Home 5 Lab Industry Advisor 5 Essential 5 Bill Would Require Medicare to Cover New Breakthrough Devices for at Least 4 Years

Bill Would Require Medicare to Cover New Breakthrough Devices for at Least 4 Years

by | May 4, 2023 | Essential, FDA-lir, Laboratory Industry Report

The bill is designed to provide Medicare patients faster access to innovative technology approved by the FDA.

Producers of innovative medical and diagnostic devices got a dose of good news when lawmakers in the US House of Representatives tabled a bill (H.R. 4043) designed to provide Medicare beneficiaries faster access to such technology approved by the FDA.1 Under the Ensuring Patient Access to Critical Breakthrough Products Act, products that receive breakthrough device designation from the FDA would be covered by Medicare for at least four years until the Centers for Medicare & Medicaid Services (CMS) decides whether to make coverage permanent.

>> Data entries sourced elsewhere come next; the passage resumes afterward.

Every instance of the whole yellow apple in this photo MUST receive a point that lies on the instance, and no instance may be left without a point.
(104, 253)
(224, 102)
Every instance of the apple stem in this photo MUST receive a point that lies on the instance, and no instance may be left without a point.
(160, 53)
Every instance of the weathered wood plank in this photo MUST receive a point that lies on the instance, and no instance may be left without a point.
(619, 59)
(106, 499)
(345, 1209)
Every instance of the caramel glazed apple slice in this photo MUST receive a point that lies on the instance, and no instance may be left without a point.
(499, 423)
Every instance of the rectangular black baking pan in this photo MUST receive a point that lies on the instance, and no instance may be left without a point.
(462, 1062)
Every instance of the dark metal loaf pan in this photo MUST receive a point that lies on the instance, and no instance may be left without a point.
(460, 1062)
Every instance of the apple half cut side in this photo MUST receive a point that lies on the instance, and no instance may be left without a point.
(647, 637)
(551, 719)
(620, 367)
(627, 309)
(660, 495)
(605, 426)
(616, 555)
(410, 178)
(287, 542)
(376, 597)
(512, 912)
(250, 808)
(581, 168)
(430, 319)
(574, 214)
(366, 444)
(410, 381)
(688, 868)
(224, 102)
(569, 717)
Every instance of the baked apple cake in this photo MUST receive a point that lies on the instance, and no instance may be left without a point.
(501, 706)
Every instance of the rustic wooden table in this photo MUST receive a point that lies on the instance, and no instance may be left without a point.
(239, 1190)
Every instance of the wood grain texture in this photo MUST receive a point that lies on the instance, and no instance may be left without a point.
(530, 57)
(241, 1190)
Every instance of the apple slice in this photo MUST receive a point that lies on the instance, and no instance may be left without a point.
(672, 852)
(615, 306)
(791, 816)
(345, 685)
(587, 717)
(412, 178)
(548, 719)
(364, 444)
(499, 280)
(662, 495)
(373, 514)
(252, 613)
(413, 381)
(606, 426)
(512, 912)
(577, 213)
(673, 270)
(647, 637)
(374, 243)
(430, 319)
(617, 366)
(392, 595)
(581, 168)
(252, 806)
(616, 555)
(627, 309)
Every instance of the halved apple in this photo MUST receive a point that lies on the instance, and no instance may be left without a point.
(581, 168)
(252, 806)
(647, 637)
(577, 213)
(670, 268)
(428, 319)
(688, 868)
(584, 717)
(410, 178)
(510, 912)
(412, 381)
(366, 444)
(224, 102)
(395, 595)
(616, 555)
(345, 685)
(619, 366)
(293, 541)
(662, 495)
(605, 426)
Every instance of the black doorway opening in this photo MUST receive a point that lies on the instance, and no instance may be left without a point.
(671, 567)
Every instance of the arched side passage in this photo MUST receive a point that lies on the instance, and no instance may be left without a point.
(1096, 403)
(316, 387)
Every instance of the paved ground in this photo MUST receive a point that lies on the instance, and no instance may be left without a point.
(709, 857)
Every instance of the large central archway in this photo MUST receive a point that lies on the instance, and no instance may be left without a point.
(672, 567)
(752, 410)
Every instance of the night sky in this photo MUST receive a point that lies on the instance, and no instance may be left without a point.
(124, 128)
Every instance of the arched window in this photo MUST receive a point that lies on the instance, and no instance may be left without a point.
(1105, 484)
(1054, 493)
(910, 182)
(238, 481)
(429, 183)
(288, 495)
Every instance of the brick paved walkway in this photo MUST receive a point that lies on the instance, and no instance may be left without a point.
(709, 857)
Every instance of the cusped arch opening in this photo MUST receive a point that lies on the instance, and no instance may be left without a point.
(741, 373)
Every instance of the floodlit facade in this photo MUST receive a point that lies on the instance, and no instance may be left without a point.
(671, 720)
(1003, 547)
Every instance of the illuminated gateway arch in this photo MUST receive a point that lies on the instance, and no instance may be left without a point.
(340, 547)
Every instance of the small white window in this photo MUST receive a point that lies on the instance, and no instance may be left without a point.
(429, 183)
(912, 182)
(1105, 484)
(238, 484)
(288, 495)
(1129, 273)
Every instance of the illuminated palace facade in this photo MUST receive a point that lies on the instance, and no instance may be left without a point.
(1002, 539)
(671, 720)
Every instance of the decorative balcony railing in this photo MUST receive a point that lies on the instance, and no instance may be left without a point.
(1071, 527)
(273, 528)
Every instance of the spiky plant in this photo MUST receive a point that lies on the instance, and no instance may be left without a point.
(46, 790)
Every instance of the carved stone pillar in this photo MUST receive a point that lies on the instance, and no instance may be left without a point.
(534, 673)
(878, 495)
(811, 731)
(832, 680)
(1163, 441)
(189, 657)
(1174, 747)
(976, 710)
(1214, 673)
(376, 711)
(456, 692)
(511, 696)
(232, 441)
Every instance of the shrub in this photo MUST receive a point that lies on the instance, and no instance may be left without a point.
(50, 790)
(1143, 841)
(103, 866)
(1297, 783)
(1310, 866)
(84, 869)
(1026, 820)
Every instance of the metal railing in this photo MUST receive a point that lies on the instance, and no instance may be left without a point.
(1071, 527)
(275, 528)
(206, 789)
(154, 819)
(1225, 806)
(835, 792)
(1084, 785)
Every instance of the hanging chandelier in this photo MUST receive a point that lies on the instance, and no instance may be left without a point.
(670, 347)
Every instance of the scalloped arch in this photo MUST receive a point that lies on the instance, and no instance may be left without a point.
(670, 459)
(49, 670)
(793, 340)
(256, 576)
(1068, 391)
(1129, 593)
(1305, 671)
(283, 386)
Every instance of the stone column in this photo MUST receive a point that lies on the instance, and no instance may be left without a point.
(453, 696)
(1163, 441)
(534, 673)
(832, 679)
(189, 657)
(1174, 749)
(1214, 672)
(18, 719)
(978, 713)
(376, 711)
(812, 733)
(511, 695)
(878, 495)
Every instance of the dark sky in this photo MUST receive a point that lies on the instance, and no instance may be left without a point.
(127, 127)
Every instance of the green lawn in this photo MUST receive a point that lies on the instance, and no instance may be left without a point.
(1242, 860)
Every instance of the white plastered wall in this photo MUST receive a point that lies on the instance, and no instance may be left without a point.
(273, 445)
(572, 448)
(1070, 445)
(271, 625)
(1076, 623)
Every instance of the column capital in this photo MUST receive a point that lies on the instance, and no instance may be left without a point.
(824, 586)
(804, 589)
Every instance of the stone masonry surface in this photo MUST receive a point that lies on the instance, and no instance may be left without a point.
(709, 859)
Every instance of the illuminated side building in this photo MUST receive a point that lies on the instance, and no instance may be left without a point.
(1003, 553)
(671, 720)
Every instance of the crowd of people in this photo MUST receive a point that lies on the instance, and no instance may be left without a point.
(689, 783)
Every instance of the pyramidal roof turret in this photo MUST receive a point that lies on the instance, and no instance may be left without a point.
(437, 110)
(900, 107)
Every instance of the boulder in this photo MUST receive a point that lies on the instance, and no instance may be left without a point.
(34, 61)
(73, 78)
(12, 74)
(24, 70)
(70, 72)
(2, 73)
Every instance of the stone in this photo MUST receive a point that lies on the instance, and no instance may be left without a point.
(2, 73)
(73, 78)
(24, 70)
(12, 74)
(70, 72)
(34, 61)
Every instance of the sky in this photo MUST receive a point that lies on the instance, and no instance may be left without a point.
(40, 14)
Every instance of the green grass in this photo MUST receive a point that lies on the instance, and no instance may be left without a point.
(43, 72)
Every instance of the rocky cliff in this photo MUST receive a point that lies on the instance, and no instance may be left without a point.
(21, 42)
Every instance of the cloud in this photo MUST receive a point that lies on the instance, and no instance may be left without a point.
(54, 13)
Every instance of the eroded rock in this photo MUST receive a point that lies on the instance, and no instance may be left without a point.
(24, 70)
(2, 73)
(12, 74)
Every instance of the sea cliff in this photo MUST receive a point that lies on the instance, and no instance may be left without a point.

Here’s a look at the bill and what’s at stake.

Rewarding vs Thwarting Medical Innovation

While capitalism may have its detractors, few would argue against the power of the profit motive in driving innovation. And while government regulation may have detractors of its own, such rules are essential to protect public safety, particularly in the field of medical technology. The overall mission of the FDA is to strike the right balance between regulation and innovation. But, as even the agency occasionally recognizes, FDA regulation can be heavy-handed, costly, and slow.

The Breakthrough Devices Program is one of many initiatives the FDA has taken to expedite and facilitate its regulatory process.2 Purely voluntary, the program empowers the FDA to grant a breakthrough designation to new medical devices or device-led combination products for life-threatening or debilitating conditions for which there are currently no approved alternatives or which offer demonstrated and significant advantages over such alternatives.3

Securing breakthrough device designation enables companies to get their products to the US market more rapidly than would have been able possible via pursuit of traditional FDA pathways. The result is that providers and patients get access to the product sooner. At least that’s the theory. In reality, barriers remain.

Just reaching the market is only the first step. To generate profits, companies must get providers and patients to actually use their products. That often involves securing coverage from payers. And the simple fact that the FDA has cleared a product isn’t always enough to persuade insurers that the product is safe, suitable, and effective for their beneficiaries.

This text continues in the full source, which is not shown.